Я пошел в туалет смыть сусло с рук, но он, как выяснилось, начинал работать только по достижении составом отметки «Фрязево». До нее оставалось еще сколько-то станций. Пока я вдыхал любимый тамбурный аромат, из соседнего вагона, лязгая дверью, привалили долгорукие бесперспективные подростки.

Один из них сунул ногу в дверь и поехал дальше с защемленной лодыжкой – похоже, ему становилось все лучше, в этом было что-то почти эротическое, вроде аутоасфиксии.
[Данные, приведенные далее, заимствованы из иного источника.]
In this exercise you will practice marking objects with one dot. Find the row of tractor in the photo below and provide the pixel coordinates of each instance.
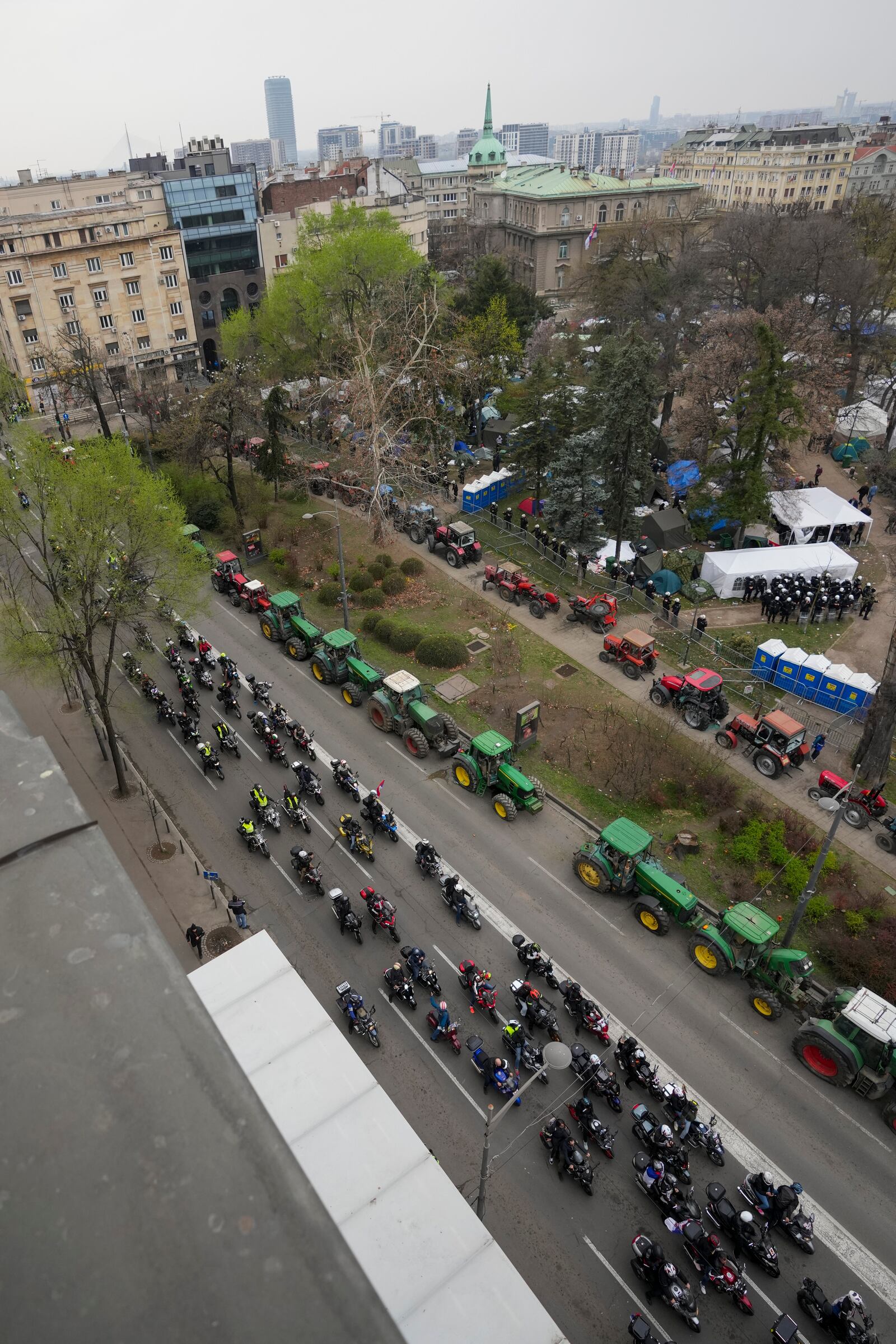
(851, 1038)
Я отвернулся, задумавшись о своем дошкольном возрасте, когда разнообразный трейнспоттинг отнимал у реальности массу пустого времени и наполнял его передвижным смыслом. Летом снималась дача, там шум и запах окрестных электричек казался таким же полновесным природным явлением, как гроза или муравейник, а железнодорожная промышленность была одной из форм небесного промысла. Во внедачные же времена в квартире можно было прямо с утра разложить слегка обжигающий током рельсовый хворост – это напоминало своеобразное заклинание пространства. Дорога была совсем как настоящая, точнее сказать – она была подлинной. В самом деле, составы на нашем Казанском направлении выглядели какими-то неотесанными бревнами по сравнению с моими желтыми цистернами, хрупкими платформами, болотного цвета вагонами-ресторанами и тяжелым ультрамариновым электропоездом. Тогда я, видимо, впервые и поверил в то, что правильно выстроенная модель реальности теоретически может (а то и должна) быть лучше реальности. Не лучше даже, а наравне. Играя с вагонами, я постигал не меньше, нежели когда ехал в них.

Когда я подрос и прочел у Платонова да Гастева о том, как надлежит влюбляться в паровозы, то подумал о мельчайших совпадениях внутри одной условно коммунистической мысли. Платоновская вагонная антропотехника призвана была преобразовать мир до состояния коммунизма – а я любил строить свою железнодорожную микроутопию на игрушечном материале из страны соцлагеря. Ни в том ни в другом случае ничего не вышло.

За окном совсем поредело. Тревожные тамбурные парни с защемленными скакательными суставами высвободились и исчезли, а поезд мягко остановился на заросшем травой полустанке. Я благополучно пропустил нужную остановку и оказался в точке, где кончаются рельсы – ровно как и в детской железной дороге производства PIKO Modellbahn.

Предпоследнее пиво нагрелось до состояния черной патоки. На горлышке образовался пузырь и держался так долго, что я стал чувствовать себя баварским стеклодувом под гипнозом.

Несколько человек в вагоне, похоже, испытывали нечто схожее. Они остались на местах, как подсадные утки, изображающие интерес к внутренней сути происходящего, или как просто утки, не желающие лететь дальше, вроде тех, что жались зимой к земле у метро «Аэропорт».

В полуоткрытое окно проникла маленькая, как росчерк пера, стрекоза, немного выведя меня из стеклянного оцепенения.